Mom angry that male vice principal spanked her daughter
Rather than spend two days in in-school suspension for allegedly letting another student copy her classwork, Taylor Santos, a well-regarded student and athlete at Springtown High School, near Fort Worth, Texas, chose to get paddled.
As her mother, Anna Jorgensen, told ABC News affiliate WFAA-TV in Dallas, Taylor didn’t want to miss any classes because “her grades are very important to her.”So Santos went to the vice principal’s office to request a paddling. She called her mom, who said that as long as her daughter was OK with it, so was she.
According to school policy, parents who don’t want their children to subject to corporal punishment must submit a written statement each year.
What neither Jorgenson nor Santos knew was that a man — the vice principal — would be doing the swatting, while a female watched. As far as Jorgensen knew, she said, school policy mandated that males spanked males and females spanked females.
Because of the force with with Santos was struck, her bottom was fire-engine red and looked as if it had been “burned and blistered,” said Jorgensen, who took photos as evidence.
While paddling in public schools has been outlawed by 31 states, as well as by Washington, D.C., and Puerto Rico, the Supreme Court ruled in 1977 that it was legal unless it has abolished by local authorities, according to the web site Corpun.com.
It is legal in 19 states; efforts to ban it in Wyoming, North Carolina, Louisiana and Texas failed. However, in 2011 laws were introduced in both Texas and North Carolina giving parents the right to exempt their students from paddling.
“A lot of people think it was abolished 20 years ago,” Jimmy Dunne, president of People Opposed to Paddling Students (POPS), told ABC News. A former math teacher in the Houston Middle Schools, Dunne founded POPS in 1981 and has been the spanker and spankee. But he refused to participate after noticing that some teachers were “getting sadistic pleasure out of hitting these kids.”
He has actively tried to get schools to curb the practice ever since, but he has met with resistance. In June, he appeared at an anti-corporal punishment in schools rally in Washington, D.C., and will be attending a school board meeting on Monday after a 13-year-old student at Barbers Hill Middle School in Houston was covered with welts and bruises after a paddling he received for getting three consecutive zero grades.

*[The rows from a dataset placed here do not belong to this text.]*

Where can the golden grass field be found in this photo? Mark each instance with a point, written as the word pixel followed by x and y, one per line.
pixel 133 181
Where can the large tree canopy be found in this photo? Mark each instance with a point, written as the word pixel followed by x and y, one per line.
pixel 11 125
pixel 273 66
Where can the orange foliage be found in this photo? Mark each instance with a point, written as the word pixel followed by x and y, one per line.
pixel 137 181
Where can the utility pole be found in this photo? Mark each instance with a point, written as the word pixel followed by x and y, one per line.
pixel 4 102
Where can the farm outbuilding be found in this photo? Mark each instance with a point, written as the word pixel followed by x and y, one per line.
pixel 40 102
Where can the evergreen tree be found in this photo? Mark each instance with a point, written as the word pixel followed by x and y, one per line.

“Members of the Texas legislature say, ‘I was paddled, and I turned out OK,'” he said. “Or they say they want to leave it up to the local district to decide. They think it’s good discipline. But it’s legalized child abuse. I always say if this was done away from the school, the person would be arrested.”
The day after her daughter’s paddling, Jorgensen called the vice principal to complain, but was told it was “normal for her bottom to look like this after receiving swats.” The vice principal added that he had no idea about the same gender swatting, Jorgensen said.
Neither Jorgensen, nor the vice principal nor Springtown ISD Superintendent Mike Kelley, was available for comment by ABC News. But according to WFAA, Kelley is going to ask the school board to abolish the same gender policy, since adhering to it can be difficult on some campuses.
Jorgensen told WFAA that she will be at the school board meeting to encourage them not to abolish the same-gender policy.
“I think Taylor is proof that we need to keep that policy,” she said. “I don’t believe a man intentionally meant to do that to her, but it still happens, because men are too big and strong to be hitting 96-pound girls.”